Freud afirma que o presidente da Alemanha estava certo ao dizer, quando recebeu a versão final do acordo, que se tratava de um documento “escrito com ódio”. Em “A Fuga de Freud”, um relato sobre a difícil saída da família Freud de Viena, o escritor David Cohen, que também é psicanalista, dedica um capítulo inteiro ao longo “J’acuse” que Freud e William Bullitt escreveram a respeito de Wilson.

Não há como não lembrar dessa história quando pensamos na atual complexidade do Oriente Médio. Lembro que na minha primeira visita à região, em 2007, perguntei a um amigo israelense se o país não estaria subestimando a humilhação dos árabes na Guerra dos Seis Dias e se essa atitude não teria um paralelo com o que aconteceu com a Alemanha no Tratado de Versalhes. “O ódio dos árabes fundamentalistas já não mais é problema exclusivamente nosso”, ele respondeu. “O 11 de setembro deixou essa questão muito clara.” (Eu não estava pensando nos fundamentalistas quando fiz minha pergunta, e sim na situação degradante dos palestinos em Israel, mas é verdade que o fundamentalismo islâmico agregou ao histórico impasse um complicador de dimensão igualmente gigantesca.) Meu amigo foi bem prosaico, e quis dizer: “Sim, estamos subestimando, mas quem não está?” Sua resposta, no entanto, não deixa de ser verdade, se pensarmos que a ocupação do West Bank não é muito diferente da invasão do Iraque, ou da manutenção da base de Guantánamo em Cuba, quando o assunto é humilhação. Todas essas políticas fazem do conflito no Oriente Médio o que o Tratado de Versalhes fez com a Alemanha: globalizam sua dimensão.
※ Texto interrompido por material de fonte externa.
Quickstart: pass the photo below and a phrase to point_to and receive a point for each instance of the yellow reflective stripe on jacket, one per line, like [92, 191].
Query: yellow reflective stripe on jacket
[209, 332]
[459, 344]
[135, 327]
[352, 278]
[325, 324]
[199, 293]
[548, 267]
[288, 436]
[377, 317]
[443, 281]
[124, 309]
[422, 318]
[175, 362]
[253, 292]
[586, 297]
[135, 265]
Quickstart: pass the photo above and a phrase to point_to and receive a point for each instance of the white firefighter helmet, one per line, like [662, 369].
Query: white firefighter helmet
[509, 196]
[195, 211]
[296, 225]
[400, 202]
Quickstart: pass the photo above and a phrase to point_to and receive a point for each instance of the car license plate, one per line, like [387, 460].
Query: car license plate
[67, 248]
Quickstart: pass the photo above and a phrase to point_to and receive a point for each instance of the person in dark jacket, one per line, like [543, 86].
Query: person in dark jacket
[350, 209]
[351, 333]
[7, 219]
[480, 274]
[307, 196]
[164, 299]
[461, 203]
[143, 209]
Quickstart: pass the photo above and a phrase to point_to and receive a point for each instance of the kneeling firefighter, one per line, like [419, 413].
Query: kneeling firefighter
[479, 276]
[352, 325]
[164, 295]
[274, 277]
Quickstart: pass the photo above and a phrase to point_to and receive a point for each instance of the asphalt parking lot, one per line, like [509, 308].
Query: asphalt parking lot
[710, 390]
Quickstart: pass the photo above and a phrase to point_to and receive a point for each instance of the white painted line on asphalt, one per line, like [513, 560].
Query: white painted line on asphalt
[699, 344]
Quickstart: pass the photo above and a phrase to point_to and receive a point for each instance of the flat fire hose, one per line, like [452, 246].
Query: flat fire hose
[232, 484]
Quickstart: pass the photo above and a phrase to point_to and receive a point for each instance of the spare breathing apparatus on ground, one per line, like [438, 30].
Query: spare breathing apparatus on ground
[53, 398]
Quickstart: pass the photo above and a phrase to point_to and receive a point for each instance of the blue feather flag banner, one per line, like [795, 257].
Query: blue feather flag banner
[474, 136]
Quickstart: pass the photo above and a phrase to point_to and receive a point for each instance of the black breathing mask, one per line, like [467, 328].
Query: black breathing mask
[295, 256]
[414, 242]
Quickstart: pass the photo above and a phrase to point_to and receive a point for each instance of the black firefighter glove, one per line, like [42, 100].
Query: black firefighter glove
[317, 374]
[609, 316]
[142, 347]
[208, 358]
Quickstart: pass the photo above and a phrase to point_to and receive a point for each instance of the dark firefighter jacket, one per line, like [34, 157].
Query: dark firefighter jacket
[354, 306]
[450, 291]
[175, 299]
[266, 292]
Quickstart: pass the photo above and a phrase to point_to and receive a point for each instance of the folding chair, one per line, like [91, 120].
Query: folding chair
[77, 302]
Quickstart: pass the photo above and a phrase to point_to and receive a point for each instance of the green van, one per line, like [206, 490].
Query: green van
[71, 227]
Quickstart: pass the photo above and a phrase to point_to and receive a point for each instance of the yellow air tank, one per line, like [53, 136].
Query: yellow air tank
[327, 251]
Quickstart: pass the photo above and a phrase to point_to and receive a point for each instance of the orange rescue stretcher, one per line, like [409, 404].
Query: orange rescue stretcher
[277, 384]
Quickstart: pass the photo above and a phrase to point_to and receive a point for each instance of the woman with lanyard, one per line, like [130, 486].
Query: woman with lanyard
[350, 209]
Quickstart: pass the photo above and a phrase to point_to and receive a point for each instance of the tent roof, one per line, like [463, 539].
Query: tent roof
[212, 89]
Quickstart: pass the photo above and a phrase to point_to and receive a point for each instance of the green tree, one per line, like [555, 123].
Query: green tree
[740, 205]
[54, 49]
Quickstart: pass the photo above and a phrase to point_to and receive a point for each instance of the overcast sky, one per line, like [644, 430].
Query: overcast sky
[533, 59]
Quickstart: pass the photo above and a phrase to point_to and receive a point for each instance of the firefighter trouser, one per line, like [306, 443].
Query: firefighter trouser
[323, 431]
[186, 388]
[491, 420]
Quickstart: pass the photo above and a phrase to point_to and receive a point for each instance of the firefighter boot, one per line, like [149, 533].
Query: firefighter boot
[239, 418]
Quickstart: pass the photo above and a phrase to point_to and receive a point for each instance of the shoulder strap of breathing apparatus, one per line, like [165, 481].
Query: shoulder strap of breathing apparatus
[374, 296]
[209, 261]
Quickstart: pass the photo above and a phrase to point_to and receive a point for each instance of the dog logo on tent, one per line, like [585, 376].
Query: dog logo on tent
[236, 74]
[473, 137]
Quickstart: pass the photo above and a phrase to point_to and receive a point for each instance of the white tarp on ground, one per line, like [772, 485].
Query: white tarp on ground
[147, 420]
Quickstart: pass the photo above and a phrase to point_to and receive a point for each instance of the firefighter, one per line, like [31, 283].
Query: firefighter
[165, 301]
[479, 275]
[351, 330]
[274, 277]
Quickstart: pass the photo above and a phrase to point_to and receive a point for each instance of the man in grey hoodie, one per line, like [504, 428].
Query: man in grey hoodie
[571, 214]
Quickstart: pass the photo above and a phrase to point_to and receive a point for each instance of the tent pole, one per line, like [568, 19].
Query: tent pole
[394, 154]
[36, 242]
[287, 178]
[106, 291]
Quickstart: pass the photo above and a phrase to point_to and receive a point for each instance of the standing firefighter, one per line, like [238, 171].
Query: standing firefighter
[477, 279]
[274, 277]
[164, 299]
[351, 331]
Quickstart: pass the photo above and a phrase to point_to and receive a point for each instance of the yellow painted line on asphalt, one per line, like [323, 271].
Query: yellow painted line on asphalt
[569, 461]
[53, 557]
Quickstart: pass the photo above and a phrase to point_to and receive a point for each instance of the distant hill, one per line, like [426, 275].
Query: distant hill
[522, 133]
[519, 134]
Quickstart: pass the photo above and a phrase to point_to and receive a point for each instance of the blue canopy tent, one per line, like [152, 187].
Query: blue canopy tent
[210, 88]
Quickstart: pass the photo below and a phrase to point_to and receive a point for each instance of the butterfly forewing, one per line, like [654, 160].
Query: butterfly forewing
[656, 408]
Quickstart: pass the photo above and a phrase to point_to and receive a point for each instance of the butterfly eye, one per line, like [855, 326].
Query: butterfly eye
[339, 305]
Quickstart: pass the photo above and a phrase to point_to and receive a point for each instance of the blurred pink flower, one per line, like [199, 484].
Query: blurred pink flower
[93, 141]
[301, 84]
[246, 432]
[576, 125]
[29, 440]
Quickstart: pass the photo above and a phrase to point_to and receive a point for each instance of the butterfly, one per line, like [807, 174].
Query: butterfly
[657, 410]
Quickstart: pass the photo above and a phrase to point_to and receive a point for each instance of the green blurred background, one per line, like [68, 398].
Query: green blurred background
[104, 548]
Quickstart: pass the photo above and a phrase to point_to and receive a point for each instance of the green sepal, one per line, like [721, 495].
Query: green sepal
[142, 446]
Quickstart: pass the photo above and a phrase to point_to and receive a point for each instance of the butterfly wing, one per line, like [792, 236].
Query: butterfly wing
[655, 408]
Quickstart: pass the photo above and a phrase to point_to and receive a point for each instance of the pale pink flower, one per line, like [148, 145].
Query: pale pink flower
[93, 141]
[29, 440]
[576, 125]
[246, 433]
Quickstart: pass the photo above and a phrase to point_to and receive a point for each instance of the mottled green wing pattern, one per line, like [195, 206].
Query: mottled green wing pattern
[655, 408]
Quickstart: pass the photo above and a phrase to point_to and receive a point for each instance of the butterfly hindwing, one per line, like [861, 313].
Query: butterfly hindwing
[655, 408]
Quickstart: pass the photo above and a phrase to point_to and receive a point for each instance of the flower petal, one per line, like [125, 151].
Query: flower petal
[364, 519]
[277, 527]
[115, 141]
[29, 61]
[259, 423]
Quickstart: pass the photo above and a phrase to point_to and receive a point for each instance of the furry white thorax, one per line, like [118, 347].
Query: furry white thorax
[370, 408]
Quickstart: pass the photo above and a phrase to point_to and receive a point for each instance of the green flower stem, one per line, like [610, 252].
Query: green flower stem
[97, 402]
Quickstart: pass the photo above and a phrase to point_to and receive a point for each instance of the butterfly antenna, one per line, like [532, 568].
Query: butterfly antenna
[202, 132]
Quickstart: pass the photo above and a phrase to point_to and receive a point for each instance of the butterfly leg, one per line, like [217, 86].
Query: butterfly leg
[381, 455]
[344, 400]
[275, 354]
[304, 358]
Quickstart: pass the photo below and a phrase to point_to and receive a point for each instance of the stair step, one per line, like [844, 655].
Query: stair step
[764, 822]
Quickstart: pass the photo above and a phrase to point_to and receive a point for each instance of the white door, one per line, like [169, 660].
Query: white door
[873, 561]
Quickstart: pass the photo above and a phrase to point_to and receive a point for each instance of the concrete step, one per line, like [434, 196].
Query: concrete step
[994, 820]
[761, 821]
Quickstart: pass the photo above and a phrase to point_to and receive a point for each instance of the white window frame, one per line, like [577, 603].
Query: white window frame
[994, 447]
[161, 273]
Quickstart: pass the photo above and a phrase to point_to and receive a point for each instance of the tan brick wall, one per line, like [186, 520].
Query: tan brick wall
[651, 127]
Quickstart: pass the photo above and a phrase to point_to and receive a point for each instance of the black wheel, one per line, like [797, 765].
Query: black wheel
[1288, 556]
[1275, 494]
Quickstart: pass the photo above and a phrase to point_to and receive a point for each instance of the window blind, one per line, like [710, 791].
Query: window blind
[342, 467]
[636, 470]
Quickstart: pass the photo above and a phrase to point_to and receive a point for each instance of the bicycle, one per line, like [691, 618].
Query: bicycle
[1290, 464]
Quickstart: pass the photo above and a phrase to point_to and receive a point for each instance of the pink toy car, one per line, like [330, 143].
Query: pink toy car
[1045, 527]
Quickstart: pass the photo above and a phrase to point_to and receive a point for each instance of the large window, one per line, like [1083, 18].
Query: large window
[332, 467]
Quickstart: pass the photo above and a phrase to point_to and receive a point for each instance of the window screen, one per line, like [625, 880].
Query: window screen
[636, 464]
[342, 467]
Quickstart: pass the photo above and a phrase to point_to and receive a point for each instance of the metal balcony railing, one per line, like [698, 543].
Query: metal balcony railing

Minha viagem ocorreu um ano antes de Israel invadir Gaza. Na época era fato que os israelenses, depois do terror da Intifada e dos atentados suicidas, pela primeira vez experimentavam uma rotina em que quase não se pensava mais em bombas e atentados. Por outro lado, é verdade também que se pensava mais na possibilidade de o país acabar como Estado. “Mais até do que no período anterior à Guerra dos Seis Dias”, dizia-me outro amigo israelense. “Sem a paz com os palestinos, não existe mais possibilidade de mantermos Israel.”

A história nos mostra que Freud estava certo ao ver na humilhação e no ódio fermentos poderosos. Mas a psicanálise certamente não terá mais nenhum peso na possível construção de um tratado de paz entre os povos. Será necessário muito mais do que boas cabeças para se resolver um conflito que adquiriu tamanhas proporções, ainda mais nesse momento em que a perspectiva de Israel invadir o Irã faz da crise da Grécia e da possível derrocada da Eurolândia uma titica de galinha, em termos de preocupação mundial.